With politicians live streaming to their followers, the technology seems all the more serious and all the more important. In 2011, a landmark Commons vote in the UK allowed MPs to Tweet inside the Commons Chamber. In 2017, the idea of politicians Tweeting is as natural to us as the idea of politicians lying.
Live streaming looks set to go the same way. It’s already entered into the world of politics and it’s already allowed politicians to be more transparent (or, at least, to appear that way). So it is with politicians, so it will be with businesses. It’s no coincidence that the era of businesses and politicians using social media is also the era of a businessman becoming the most powerful politician in the free world through consistent (albeit erratic) Tweeting.

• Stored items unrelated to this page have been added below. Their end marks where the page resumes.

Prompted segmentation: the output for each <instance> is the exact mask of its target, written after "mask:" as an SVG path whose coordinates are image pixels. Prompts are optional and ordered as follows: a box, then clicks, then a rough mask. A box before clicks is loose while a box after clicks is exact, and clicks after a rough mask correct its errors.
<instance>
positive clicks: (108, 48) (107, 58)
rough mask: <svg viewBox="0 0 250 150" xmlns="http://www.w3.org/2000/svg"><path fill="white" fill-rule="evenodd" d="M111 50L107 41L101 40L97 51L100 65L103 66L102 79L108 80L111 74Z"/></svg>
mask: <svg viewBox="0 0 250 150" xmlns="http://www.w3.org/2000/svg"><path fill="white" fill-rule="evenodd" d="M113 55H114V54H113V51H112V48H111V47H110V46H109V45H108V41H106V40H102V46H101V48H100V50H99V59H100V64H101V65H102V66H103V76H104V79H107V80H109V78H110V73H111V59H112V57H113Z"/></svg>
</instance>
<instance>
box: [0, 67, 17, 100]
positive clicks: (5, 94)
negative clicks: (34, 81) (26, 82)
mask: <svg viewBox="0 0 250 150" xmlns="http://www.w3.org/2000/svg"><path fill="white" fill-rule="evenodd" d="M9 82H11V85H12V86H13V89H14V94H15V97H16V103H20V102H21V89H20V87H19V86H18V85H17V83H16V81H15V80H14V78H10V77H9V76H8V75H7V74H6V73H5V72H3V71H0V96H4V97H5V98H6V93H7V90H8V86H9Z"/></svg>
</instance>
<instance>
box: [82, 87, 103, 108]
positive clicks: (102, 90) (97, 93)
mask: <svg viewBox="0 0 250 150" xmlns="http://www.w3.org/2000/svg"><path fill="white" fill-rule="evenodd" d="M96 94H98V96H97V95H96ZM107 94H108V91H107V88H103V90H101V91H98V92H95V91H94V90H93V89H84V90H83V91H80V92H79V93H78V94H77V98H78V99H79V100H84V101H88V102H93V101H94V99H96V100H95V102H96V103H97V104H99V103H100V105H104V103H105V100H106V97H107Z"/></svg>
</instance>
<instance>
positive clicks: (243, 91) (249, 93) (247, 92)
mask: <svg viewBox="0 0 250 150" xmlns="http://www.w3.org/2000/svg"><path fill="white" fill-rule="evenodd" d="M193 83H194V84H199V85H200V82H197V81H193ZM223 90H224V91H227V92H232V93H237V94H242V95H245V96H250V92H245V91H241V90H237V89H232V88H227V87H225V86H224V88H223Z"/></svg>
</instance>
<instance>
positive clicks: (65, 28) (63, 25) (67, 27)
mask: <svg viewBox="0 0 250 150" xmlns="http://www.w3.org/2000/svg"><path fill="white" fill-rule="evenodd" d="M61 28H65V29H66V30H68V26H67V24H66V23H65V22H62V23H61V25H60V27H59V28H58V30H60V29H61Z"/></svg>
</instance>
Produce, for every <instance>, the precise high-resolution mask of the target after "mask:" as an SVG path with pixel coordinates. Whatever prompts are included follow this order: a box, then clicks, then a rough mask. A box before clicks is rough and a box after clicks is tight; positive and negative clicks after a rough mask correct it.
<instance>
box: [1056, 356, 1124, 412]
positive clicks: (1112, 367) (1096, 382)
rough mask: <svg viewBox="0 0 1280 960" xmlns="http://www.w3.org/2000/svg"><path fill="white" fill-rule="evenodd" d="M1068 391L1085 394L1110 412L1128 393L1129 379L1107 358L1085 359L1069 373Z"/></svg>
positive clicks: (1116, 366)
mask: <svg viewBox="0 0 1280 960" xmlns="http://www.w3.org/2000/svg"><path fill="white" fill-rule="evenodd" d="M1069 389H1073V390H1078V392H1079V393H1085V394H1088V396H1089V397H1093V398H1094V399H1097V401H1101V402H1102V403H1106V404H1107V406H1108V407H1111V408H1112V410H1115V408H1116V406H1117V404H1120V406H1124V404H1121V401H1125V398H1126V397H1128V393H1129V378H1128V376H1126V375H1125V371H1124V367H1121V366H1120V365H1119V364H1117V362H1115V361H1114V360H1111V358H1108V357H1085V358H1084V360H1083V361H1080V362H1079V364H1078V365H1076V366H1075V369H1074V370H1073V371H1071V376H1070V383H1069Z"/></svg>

It was Stephen Fry who said that social media and marketing technology is like a mirror. If an idiot stares into it, then you can’t expect an Apostle to stare out. Even though he was speaking nearly seven years ago, his thoughts on social media technology (which at the time would have been limited to Twitter, Facebook, and YouTube and a handful of smartphones) still apply today.
As a social media and marketing phenomenon, live streaming is what businesses make of it. There are no set trends, there are no outright winners, and there are no hard and fast rules. There are a handful of ideas about what works, but it only takes a handful of geniuses to completely change the way we look at it.
So if there’s one thing that businesses should know about live streaming, above all else, it’s that we don’t yet know everything about it. We know a lot, and we should educate ourselves as much as possible, but we need to allow live streaming to evolve and to evolve with it.